On a more technical front, Best Buy recently opened a set of APIs – (for a fuller review see my Radar post from last September). An API essentially “lets Web sites make their content easily available to other Web developers, who can import it, display it on their own sites and mash it up with other material.” (source NY Times)
Giving the developer community access to all the data that feeds Bestbuy.com creates the potential of creating your own, curated site on top of Best Buy’s catalog and supply chain. Imagine top Blue Shirts running their own online stores with select merchandise that they stand behind or imagine a thousand home-theater geeks and “go-to-guys” (and girls) extending their expertise and word-of-mouth via their own online stores.
Much needed breakthroughs in ecommerce usability (product and catalog navigation, visualization, design and findability) are now open to thousands of developers to work on. Best Buy will be able to bring that intelligence back into their organization. Where a closed company might see its data catalog as something to be jealously guarded, an open company like Best Buy sees an opportunity to capitalize on the ingenuity of the developer community.
For more on APIs see here
Key Insight: Leaders in this new network economy must look outside the organization for resources of all kinds.

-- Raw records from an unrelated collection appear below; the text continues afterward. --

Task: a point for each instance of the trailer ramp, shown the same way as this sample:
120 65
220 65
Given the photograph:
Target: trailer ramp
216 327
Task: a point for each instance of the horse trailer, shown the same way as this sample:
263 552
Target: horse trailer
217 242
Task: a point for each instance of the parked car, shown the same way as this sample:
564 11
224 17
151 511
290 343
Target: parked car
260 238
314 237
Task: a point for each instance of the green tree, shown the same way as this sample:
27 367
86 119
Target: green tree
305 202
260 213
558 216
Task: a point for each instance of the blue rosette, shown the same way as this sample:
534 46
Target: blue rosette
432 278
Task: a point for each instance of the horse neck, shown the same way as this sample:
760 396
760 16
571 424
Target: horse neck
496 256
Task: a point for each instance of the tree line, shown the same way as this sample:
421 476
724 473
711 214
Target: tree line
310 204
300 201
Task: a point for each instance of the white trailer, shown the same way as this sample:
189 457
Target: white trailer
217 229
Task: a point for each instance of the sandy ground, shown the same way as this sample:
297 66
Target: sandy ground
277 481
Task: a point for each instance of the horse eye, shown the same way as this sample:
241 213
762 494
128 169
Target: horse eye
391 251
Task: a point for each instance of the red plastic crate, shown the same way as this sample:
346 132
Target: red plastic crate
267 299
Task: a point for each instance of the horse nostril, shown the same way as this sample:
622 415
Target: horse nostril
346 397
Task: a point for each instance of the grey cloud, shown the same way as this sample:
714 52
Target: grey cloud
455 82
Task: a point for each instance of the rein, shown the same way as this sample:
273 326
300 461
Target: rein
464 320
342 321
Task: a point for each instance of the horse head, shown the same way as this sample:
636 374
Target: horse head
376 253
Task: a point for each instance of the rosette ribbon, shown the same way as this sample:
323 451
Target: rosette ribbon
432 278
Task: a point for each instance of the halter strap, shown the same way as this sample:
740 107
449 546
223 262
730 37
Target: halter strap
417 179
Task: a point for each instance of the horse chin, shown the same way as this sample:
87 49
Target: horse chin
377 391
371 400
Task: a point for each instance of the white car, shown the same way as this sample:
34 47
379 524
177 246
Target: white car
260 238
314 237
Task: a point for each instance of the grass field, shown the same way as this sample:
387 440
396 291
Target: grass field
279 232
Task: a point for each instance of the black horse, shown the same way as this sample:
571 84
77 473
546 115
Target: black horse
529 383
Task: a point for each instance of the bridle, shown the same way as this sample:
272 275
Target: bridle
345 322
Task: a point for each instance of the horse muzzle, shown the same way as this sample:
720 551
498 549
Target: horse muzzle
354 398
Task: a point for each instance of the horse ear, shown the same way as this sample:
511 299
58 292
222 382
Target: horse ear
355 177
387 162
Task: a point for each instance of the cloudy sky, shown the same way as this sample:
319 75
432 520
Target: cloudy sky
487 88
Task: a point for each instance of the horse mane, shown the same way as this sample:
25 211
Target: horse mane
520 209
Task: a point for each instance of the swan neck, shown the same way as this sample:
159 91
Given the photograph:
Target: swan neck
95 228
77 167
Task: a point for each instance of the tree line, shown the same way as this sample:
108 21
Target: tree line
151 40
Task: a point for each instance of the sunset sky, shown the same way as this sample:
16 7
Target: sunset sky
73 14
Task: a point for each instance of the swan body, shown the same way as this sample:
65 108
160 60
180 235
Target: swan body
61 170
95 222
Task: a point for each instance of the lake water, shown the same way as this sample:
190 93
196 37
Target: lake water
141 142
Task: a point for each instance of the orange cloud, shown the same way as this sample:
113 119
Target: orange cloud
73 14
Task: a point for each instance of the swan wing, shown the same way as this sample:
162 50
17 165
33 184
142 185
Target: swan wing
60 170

Traditional internal command and control is replaced by external influence, soft power and attraction.
Section Two: Authenticity and Transparency are the coin of the realm on the Social Web
As David Burk, CEO of Clear Ink likes to say, “The Internet is a cultural phenomenon – don’t go there without a guide.” One of the big struggles companies have when trying to reach beyond their borders is understanding the culture that they are entering. Open beats Closed is the literal injunction to be consistent with the norms of behavior on the Social Web; authentic, transparent and candid.
Violating these implicit norms (especially in marketing) can bring a rash of criticism that is spread by customers to other customers (see Walmart example here). The epidemiological terminology surrounding the web, specifically the term “viral,”absolutely applies – just as you can create an army of evangelists, so too you can bring a plague upon your house.
In the age of open networks organizations finally have a scalable (meaning efficient at large scale) means to collaborate with the outside world on a critical series of issues: innovation, product development, consumer insight etc. And, let’s face it, there are more smart people outside your organization than inside. Leading companies like Google, Best Buy and Proctor and Gamble and the New York Times are pursuing open strategies to tap into informal networks of “outsiders” to get ahead. Lagging companies are waiting for the case studies in their industry to come out before getting on board.
As we move deeper into the network economy closed companies are going to find it more and more difficult to survive against open companies.
(Note: The diagram above is a first attempt to capture this in an infographic. I would love to have input on whether it captures the spirit of this post ). Based on comments from Hastings, I updated the graphic to show that the employees I reference are part of the “informal organization.” In other words, they are not part of the traditional information flow inside of an organization.